ABSTRACT The goal of this project is to identify the mechanisms by which mutations in Fused in Sarcoma (FUS) induce pathological and pathogenic changes in astrocytes in FUS-linked Amyotrophic Lateral Sclerosis (FUS-ALS). Astrocytes are known to contribute to disease progression in some, but not all, forms of ALS and, until recently, not much was known about the role of astrocytes in FUS-ALS. Our lab has recently published the first in vitro evidence that astrocytes expressing mutant forms of FUS (mutFUS), but not wild-type FUS, exert toxicity on motor neurons through activation of the NFkB pathway leading to the release of secreted factor(s), and primarily TNFα (Kia & McAvoy et al., GLIA, 2018). In a TNFα−dependent manner, motor neurons exposed to the conditioned medium of mutFUS astrocytes show AMPA receptor alterations that sensitize them to excitotoxic damage, leading to cell death. Activation of astrocytic NFkB and TNFα release seems to be specific to mutFUS-ALS, underscoring the importance of dissecting disease mechanisms specific to each form of ALS in order to develop tailored therapies. In this proposal, we will focus on mutFUS-ALS and will study (1) the mechanisms by which disease-casuative mutations in FUS alter astrocyte biology and (2) how mutant FUS expressing astrocyte affect the viability of other cells in the spinal cord in vivo. The ultimate goal is to identify key pathways targeted by mutFUS to eventually develop specific therapies. Ultimately, our models of FUS-ALS may serve as a platform for a comparative analysis with models mimicking other forms of ALS, so to identify genotype- specific vs. converging and more global mechanisms of disease pathogenesis. For our studies, we will use in vitro and in vivo models consisting of (1) primary rodent astrocytes transduced with different FUS mutations as well as iPSc-derived astrocytes from FUS patients; (2) an in vivo mouse model of mutFUS ALS. The in vitro systems will allow us to dissect the precise mechanisms by which mutFUS targets the astrocytes and to determine how mutFUS alters astrocyte biology in patients. The mouse model will allow us to study how mutFUS astrocytes affect the cellular environment in a complex in vivo setting.
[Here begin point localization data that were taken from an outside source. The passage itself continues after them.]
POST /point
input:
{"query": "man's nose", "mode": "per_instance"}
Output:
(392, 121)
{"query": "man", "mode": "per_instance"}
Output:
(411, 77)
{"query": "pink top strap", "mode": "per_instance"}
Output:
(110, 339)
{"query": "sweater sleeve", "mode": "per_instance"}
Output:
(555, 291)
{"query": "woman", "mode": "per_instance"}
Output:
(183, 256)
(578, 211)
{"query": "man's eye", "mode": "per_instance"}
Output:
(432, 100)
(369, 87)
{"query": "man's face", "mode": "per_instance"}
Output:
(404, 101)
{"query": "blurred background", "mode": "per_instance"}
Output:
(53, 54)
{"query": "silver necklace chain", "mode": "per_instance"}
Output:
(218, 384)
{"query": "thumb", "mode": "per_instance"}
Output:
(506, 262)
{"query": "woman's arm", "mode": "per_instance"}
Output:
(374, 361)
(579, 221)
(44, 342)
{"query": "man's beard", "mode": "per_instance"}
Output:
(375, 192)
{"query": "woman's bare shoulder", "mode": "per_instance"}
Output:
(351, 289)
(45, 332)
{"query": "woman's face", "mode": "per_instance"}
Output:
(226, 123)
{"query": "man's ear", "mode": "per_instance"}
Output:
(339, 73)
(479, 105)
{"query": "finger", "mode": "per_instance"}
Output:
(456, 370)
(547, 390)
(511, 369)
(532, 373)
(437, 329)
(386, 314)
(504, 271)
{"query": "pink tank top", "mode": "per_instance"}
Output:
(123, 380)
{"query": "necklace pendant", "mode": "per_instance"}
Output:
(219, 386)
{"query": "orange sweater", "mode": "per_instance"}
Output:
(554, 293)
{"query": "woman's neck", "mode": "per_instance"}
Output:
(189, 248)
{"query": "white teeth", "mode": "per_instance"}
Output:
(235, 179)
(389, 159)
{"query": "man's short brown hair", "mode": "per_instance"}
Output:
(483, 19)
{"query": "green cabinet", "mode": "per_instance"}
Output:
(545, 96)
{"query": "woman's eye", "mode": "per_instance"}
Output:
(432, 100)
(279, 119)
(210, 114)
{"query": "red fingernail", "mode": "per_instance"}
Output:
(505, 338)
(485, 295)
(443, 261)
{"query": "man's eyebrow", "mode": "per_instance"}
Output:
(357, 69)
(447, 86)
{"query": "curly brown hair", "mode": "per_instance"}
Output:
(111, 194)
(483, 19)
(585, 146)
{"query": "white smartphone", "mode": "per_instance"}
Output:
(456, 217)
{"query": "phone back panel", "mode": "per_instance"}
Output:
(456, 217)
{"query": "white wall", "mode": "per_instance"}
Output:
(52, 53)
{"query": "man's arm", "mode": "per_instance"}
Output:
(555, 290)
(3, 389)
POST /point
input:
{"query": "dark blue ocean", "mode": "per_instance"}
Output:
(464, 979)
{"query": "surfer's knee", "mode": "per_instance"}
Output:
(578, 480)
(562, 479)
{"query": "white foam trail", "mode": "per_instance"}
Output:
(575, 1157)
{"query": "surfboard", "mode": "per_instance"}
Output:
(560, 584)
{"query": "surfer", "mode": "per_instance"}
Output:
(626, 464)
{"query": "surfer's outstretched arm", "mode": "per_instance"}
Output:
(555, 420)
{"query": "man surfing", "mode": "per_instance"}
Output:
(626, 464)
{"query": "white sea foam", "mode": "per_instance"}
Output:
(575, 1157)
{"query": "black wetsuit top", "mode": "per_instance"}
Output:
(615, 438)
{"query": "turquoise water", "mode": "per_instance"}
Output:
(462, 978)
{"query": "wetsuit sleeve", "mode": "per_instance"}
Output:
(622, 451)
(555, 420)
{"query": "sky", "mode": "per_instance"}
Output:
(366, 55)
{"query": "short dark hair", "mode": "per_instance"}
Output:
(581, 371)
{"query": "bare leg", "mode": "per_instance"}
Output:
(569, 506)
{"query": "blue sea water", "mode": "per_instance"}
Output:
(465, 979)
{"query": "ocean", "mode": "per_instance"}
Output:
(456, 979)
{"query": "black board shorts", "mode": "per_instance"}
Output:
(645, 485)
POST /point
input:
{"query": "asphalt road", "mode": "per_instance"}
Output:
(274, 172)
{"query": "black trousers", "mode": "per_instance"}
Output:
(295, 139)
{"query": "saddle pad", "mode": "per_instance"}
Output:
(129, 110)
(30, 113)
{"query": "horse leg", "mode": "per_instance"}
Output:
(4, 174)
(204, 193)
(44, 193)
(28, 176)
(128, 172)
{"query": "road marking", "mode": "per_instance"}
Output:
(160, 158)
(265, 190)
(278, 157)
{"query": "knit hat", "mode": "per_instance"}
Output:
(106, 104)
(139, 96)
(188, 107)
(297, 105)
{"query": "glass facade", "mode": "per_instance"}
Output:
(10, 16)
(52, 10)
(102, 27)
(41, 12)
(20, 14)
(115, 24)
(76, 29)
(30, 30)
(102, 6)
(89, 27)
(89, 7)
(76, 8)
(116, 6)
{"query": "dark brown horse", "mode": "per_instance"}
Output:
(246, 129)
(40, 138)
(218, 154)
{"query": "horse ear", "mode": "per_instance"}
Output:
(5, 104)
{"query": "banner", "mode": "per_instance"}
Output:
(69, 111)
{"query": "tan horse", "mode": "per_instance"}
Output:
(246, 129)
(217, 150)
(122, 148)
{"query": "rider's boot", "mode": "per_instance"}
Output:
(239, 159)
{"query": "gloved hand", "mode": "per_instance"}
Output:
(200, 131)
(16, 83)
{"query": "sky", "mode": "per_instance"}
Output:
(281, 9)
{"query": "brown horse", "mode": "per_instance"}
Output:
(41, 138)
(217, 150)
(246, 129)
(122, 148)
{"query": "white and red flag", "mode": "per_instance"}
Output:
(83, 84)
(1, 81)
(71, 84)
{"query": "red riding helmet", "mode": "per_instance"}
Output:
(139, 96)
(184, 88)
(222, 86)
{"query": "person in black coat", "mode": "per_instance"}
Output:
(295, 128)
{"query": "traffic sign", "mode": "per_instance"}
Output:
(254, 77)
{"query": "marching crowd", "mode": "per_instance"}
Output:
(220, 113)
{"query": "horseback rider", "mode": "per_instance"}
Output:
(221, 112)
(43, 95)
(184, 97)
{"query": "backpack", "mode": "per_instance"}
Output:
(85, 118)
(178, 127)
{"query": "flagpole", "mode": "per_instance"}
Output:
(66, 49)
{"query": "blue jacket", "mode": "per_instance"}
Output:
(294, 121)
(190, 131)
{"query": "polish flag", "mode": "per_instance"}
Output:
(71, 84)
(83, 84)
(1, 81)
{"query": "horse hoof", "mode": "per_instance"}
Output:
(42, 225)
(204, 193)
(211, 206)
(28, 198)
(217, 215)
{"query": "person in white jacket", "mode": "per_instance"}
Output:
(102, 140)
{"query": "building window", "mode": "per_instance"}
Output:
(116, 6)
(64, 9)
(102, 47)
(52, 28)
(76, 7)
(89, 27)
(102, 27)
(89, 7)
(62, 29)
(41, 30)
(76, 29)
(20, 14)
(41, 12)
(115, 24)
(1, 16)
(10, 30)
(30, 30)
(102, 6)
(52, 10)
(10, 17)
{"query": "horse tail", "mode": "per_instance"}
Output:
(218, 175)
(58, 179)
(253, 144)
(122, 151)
摘要 本项目的目标是确定融合基因突变的机制， 肉瘤（FUS）诱导FUS相关星形胶质细胞的病理和致病性变化， 肌萎缩侧索硬化症（FUS-ALS）。 已知星形胶质细胞在一些但不是所有形式的疾病中促进疾病进展。 直到最近，人们对星形胶质细胞在FUS-ALS中的作用知之甚少。 我们的实验室最近发表了第一个体外证据， FUS的突变形式（mutFUS），而不是野生型FUS，对运动神经元产生毒性 通过激活NFkB途径导致分泌因子的释放，和 主要是TNFα（Kia & McAb等人，GLIA，2018）。以TNFα依赖的方式，运动 暴露于mutFUS星形胶质细胞条件培养基的神经元显示AMPA受体 这些改变使它们对兴奋性毒性损伤敏感，导致细胞死亡。激活 星形胶质细胞NFkB和TNFα的释放似乎对mutFUS-ALS具有特异性，强调了 剖析每种形式的ALS特有的疾病机制的重要性， 来开发量身定制的疗法。 在本提案中，我们将关注mutFUS-ALS，并将通过以下方式研究（1）机制： FUS中哪些疾病诱发突变改变星形胶质细胞生物学和（2）突变如何改变星形胶质细胞生物学 表达FUS的星形胶质细胞影响体内脊髓中其他细胞的活力。的 最终目标是确定mutFUS靶向的关键途径， 具体治疗。最终，我们的FUS-ALS模型可以作为一个平台， 与模拟其他形式ALS的模型进行比较分析，以确定基因型- 疾病发病机制的特异性与聚合性和更全面的机制。为我们 研究中，我们将使用体外和体内模型，包括（1）原代啮齿动物星形胶质细胞 以及来自FUS的iPSC衍生的星形胶质细胞 （2）mutFUS ALS的体内小鼠模型。体外系统可以让我们 剖析mutFUS靶向星形胶质细胞的精确机制， 确定mutFUS如何改变患者的星形胶质细胞生物学。小鼠模型将允许 我们研究mutFUS星形胶质细胞如何影响体内复杂的细胞环境， 设置.